10.3 Representative log excerpts

  • system log excerpt showing scale-out trigger
  • system log excerpt showing failed or delayed scale-in
  • console log excerpt showing STREAM_OPEN without STREAM_CLOSE
  • queue worker logs showing QUEUE_IDLE despite lingering replicas

11. Interpretation

Pending execution. Interpret results using explicit evidence tags.

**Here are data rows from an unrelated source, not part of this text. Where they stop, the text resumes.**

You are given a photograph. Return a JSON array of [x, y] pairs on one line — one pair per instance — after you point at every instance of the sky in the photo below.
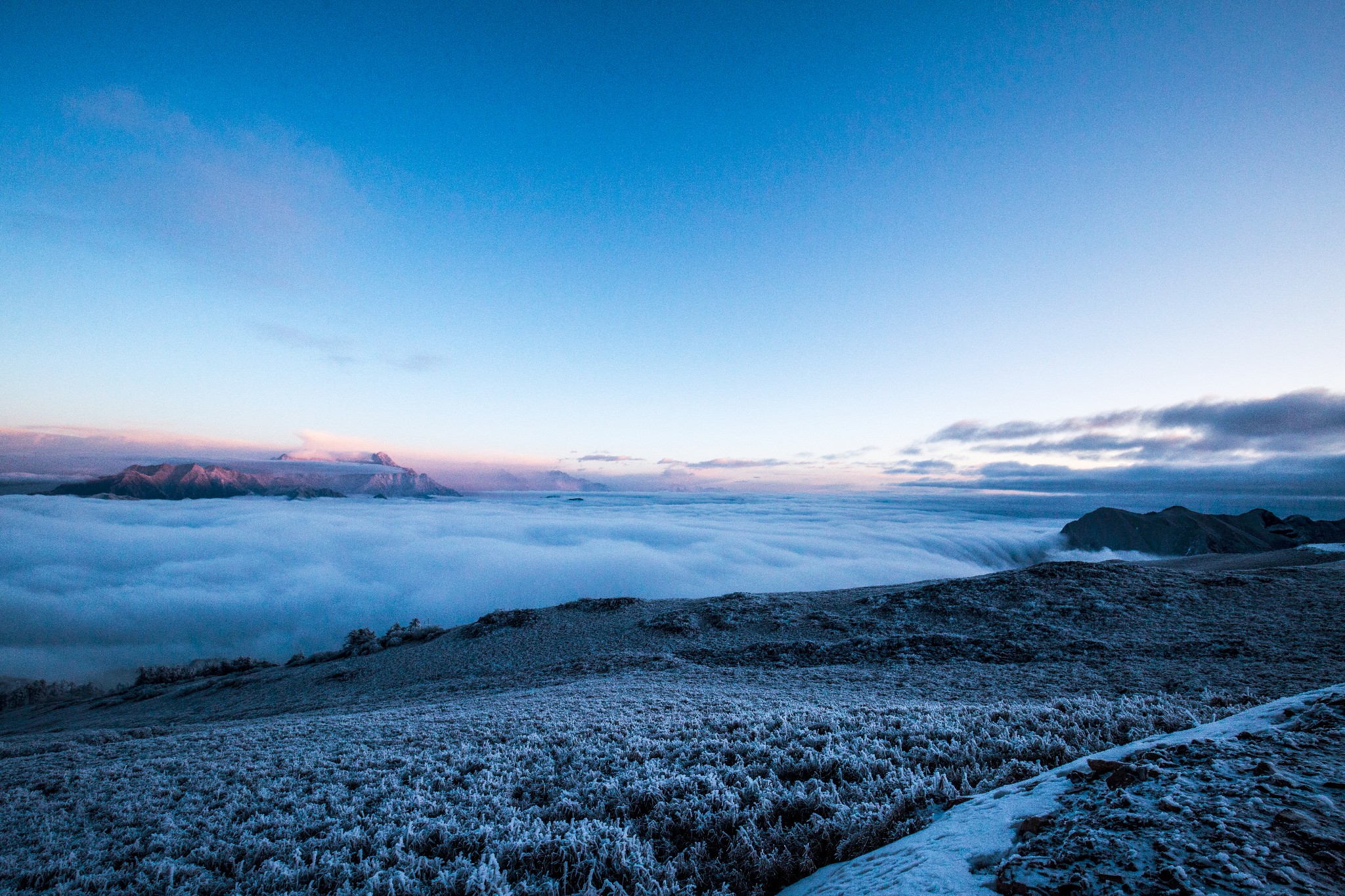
[[731, 244]]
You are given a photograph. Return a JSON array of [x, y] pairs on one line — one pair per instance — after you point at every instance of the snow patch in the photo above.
[[959, 851]]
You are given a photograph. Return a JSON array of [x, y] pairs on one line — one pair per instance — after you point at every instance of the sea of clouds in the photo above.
[[93, 589]]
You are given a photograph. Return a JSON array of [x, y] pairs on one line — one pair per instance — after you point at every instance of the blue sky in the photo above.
[[663, 232]]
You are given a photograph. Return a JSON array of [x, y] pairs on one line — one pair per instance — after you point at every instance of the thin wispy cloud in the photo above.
[[260, 202], [724, 464], [343, 352]]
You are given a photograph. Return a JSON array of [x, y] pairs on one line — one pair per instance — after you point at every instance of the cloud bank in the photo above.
[[1289, 445], [97, 587], [1293, 444]]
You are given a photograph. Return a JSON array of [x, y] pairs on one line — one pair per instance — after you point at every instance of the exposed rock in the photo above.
[[169, 482], [175, 482], [1183, 532]]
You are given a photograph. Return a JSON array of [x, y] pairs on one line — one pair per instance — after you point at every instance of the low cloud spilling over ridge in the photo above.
[[97, 587]]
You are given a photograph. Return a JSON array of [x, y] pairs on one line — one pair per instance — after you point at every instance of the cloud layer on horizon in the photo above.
[[92, 587], [1292, 444]]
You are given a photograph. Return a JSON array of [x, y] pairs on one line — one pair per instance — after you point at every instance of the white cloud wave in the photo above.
[[97, 587]]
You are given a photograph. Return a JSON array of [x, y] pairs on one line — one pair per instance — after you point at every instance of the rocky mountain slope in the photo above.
[[1183, 532], [187, 481]]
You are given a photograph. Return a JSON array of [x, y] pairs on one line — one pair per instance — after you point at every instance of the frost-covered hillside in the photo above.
[[726, 744]]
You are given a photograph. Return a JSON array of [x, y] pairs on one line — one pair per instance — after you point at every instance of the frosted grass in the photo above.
[[99, 587]]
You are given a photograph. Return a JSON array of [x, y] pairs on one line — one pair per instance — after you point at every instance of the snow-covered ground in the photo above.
[[728, 744], [1199, 811]]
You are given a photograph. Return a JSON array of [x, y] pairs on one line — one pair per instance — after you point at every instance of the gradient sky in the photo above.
[[662, 230]]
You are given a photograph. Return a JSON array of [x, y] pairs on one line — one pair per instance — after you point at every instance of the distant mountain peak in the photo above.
[[381, 458]]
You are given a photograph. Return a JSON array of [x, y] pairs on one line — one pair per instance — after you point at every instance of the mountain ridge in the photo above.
[[200, 481], [1179, 531]]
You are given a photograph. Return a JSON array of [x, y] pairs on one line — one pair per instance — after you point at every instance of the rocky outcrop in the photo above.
[[386, 477], [1184, 532]]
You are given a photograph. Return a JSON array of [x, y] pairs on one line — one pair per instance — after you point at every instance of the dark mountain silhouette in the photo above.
[[1183, 532], [170, 482]]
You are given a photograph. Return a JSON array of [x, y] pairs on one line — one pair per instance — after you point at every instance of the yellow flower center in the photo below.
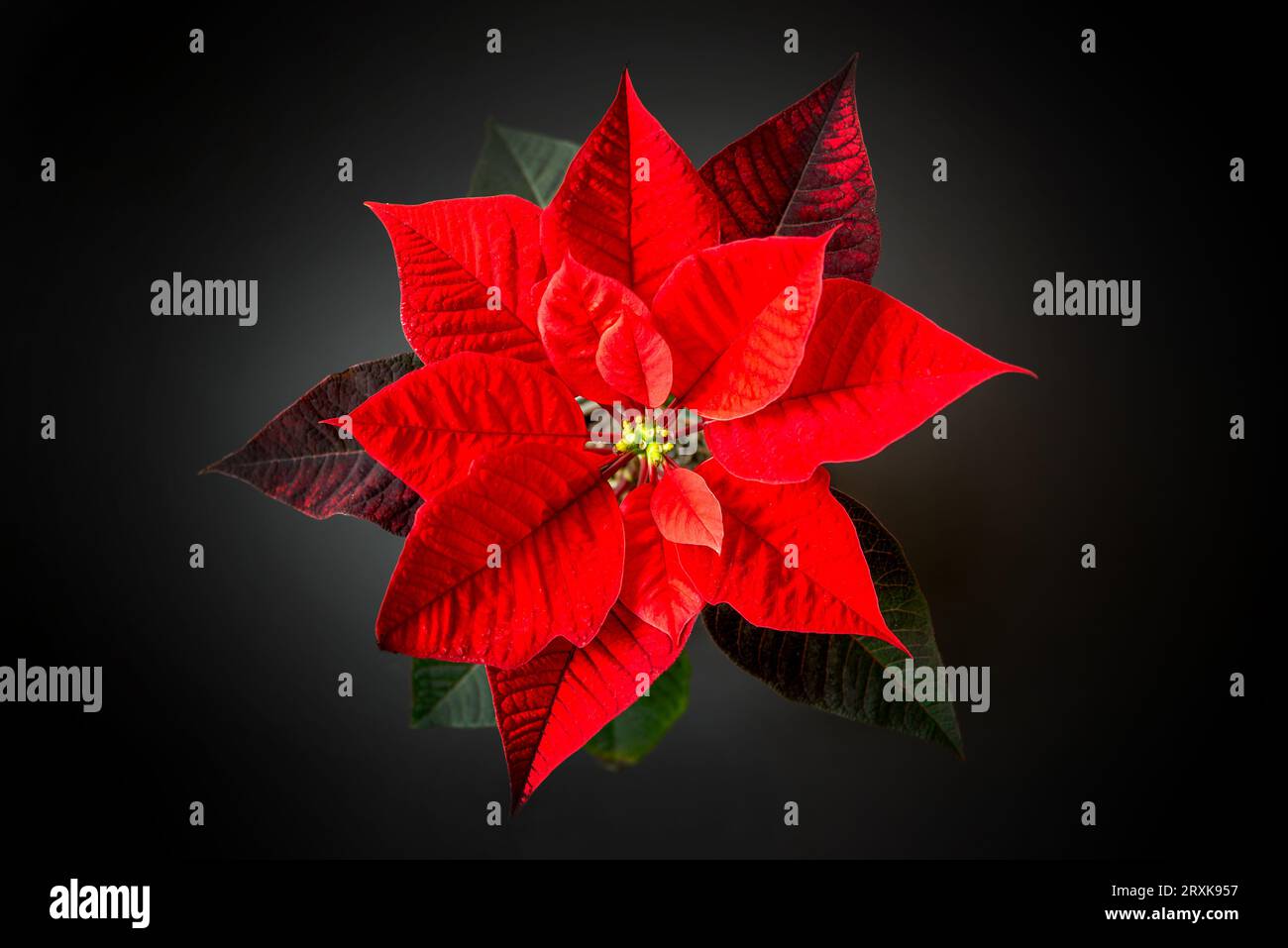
[[647, 440]]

Planned interpretation questions:

  1. Observed / Measured: Did HTTP-only and CPU-only baselines behave normally on their own?
  2. Observed / Inferred: In mixed-rule scenarios, did one metric remain active and therefore prevent overall scale-in?
  3. Observed / Strongly Suggested: Did HTTP/2 streams correlate with blocked scale-in despite near-zero request volume?
  4. Not Proven / Unknown: If HTTP scaling appears ignored, is the cause controller precedence, metric sampling cadence, or threshold design?

12. What this proves

After execution, this experiment should be able to prove only the following kinds of claims:

  • whether the tested rule combinations in this environment scaled out as expected
  • whether scale-in required all active signals to become inactive
  • whether long-lived HTTP/2 connections correlated with delayed scale-in
  • whether cooldownPeriod changes alone changed behavior when metrics remained active

13. What this does NOT prove

Even after execution, this experiment will not by itself prove:

  • the exact internal Azure control-plane implementation behind HTTP scaling
  • that all Container Apps regions or environments behave identically
  • that Event Hub scaling bugs are identical to Service Bus scaling behavior
  • that every apparent conflict is a platform bug rather than a threshold-design issue

Issue #972 is included as motivation for queue-scaler scale-down anomalies, but this design uses Service Bus for easier controlled reproduction. Any similarity to Event Hub behavior would be correlated, not automatically equivalent.

14. Support takeaway

For cases involving unexpected Container Apps scaling behavior, support engineers should check:

  1. whether multiple scale signals are configured and which one is still active
  2. whether the customer expects cooldownPeriod to override an active metric
  3. whether HTTP/2, SSE, gRPC, or other long-lived connections are keeping ingress activity alive
  4. whether queue scaler activation* values and thresholds are aligned with actual idle conditions
  5. whether the customer has baseline evidence from single-rule testing before combining rules

Practical triage order:

  • reproduce with HTTP only
  • reproduce with CPU only or queue only
  • combine rules only after each single-rule baseline is understood
  • inspect active connections and scaler thresholds before escalating as a platform defect

15. Reproduction notes

  • Keep revision mode fixed during all runs to avoid mixing revision-transition behavior with scaling behavior.
  • Use the same image and same environment for every scenario.
  • Wait long enough after stopping load; scale-in investigations often fail because observation stops too early.
  • For HTTP/2 tests, prefer clients that keep connections open intentionally; short curl bursts may not reproduce the issue.
  • Record exact rule configuration for every run because small threshold differences can completely change conclusions.
  • If scale rules must be edited through YAML, archive the exact applied YAML alongside captured logs.